I was you about 10 years ago. I was 20, he was 44 (but certainly didn't look it!), and I thought it was love. The first 6 months were great...and then it was a long, slow, downhill slide.

It was awkward going out with his friends. It was awkward going out with my friends. So we convinced ourselves that we'd rather just stay home, anyways.

I was raised with cell phones and wifi...I wanted to text him throughout the day and would get really worried when he didn't respond. He was raised with landlines and the postal service...he preferred minimal contact during our time apart and hated texting more than anything else in life.

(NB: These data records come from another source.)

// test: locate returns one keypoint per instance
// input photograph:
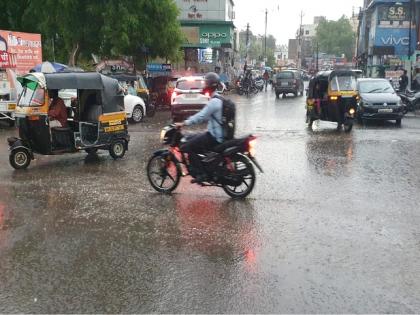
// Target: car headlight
(162, 135)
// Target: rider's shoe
(199, 179)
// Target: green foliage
(111, 28)
(256, 47)
(336, 37)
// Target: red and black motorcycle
(228, 165)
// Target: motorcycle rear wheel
(241, 167)
(161, 171)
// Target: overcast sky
(283, 22)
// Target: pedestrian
(266, 77)
(131, 89)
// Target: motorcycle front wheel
(241, 168)
(163, 174)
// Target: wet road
(331, 226)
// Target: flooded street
(332, 225)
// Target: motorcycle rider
(403, 81)
(202, 142)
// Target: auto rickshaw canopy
(111, 94)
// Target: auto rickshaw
(142, 90)
(96, 120)
(332, 96)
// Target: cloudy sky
(284, 15)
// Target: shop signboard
(215, 35)
(394, 13)
(24, 50)
(397, 37)
(159, 67)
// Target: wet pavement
(331, 226)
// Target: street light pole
(411, 8)
(265, 37)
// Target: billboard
(24, 50)
(399, 38)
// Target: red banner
(24, 51)
(7, 60)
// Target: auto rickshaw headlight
(162, 135)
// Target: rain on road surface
(331, 226)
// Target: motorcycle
(259, 83)
(410, 99)
(228, 165)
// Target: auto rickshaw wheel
(117, 149)
(348, 127)
(19, 158)
(137, 115)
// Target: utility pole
(299, 65)
(410, 71)
(246, 49)
(265, 37)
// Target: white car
(134, 106)
(188, 97)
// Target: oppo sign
(213, 35)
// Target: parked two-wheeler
(228, 165)
(259, 83)
(411, 100)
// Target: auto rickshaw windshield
(343, 83)
(31, 97)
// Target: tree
(111, 28)
(336, 37)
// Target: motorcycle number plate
(385, 110)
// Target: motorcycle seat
(227, 144)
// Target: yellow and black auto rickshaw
(332, 96)
(96, 120)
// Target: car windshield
(30, 97)
(375, 87)
(190, 84)
(343, 83)
(285, 75)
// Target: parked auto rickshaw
(332, 96)
(96, 120)
(142, 90)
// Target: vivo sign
(395, 41)
(395, 37)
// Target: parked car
(378, 100)
(289, 81)
(188, 97)
(134, 106)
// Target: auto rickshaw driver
(57, 112)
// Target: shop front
(208, 46)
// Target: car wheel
(19, 159)
(117, 149)
(137, 115)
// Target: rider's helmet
(212, 80)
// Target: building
(387, 37)
(211, 37)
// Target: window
(343, 83)
(190, 85)
(285, 75)
(32, 97)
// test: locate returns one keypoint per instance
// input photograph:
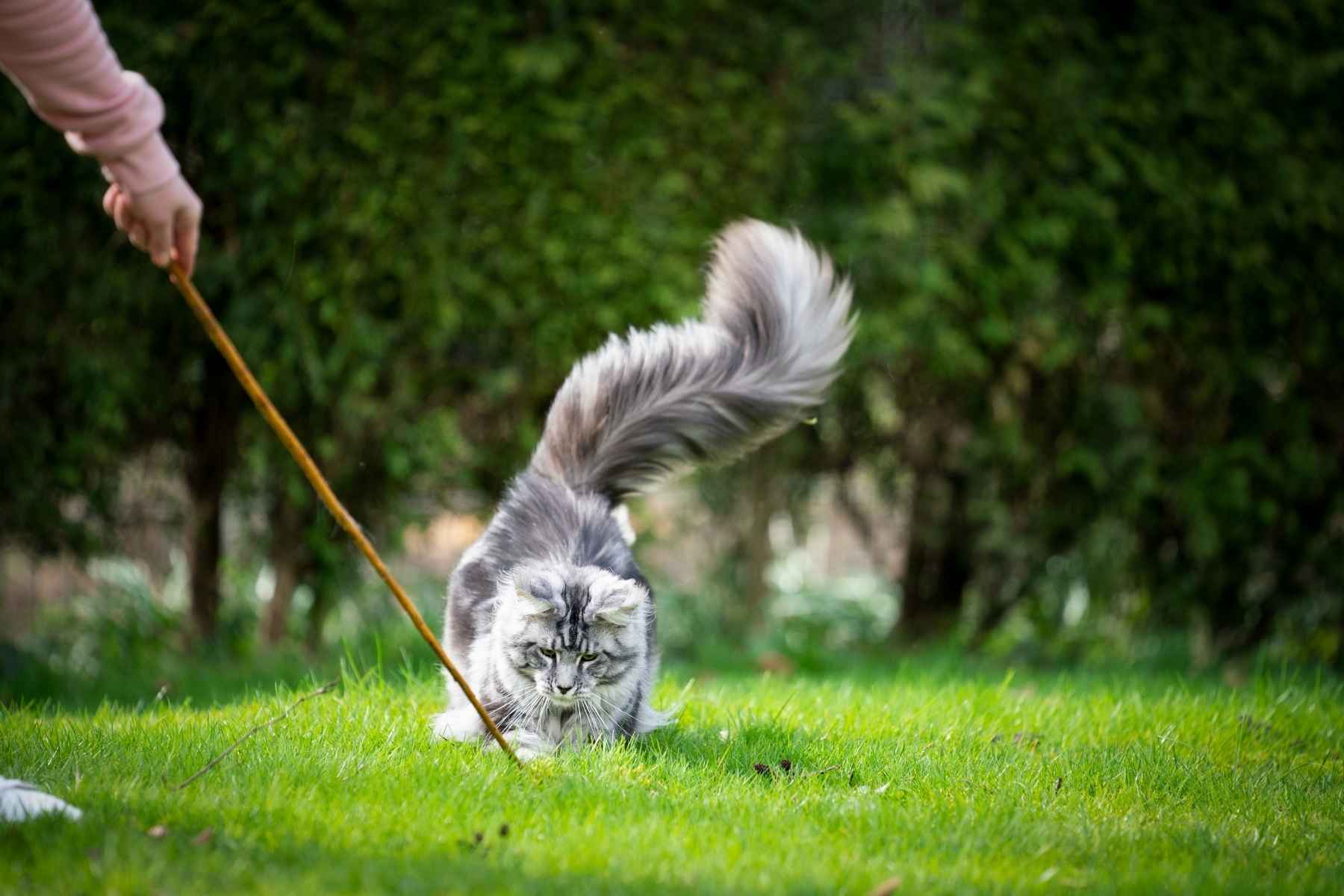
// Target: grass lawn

He had ideas of what a young woman should be, sexually. That I should be a nympho, always up for anything, always enthusiastic, and always ready to "enjoy myself" if he wanted a little show even if he couldn't get it up. I was nothing, NOTHING like that, and he always felt slighted in that regard.

I wanted to dabble in a lot of different things...he wanted someone with sincere commitment to things they deeply cared about.

He wanted an "equal" in decision making, and yet when I stepped up to help with decisions my input usually got discarded as he had more worldly knowledge and his ideas were "better."

There were so many mis-matches, in expectations, in experiences, in preferences...some don't come down to age, but a LOT did.

That relationship is dead and gone, and I am happily married now to someone my OWN age. Of course, if someone had told me back then what would happen, I'd tell them they were crazy, so I don't expect you to take any of the advice that is contrary to what you want to hear.

So I'll just say, enjoy it while it's enjoyable, and don't feel one bit bad about bailing when it's not enjoyable any more - don't waste any more time in a relationship that is doomed to fail than you have to.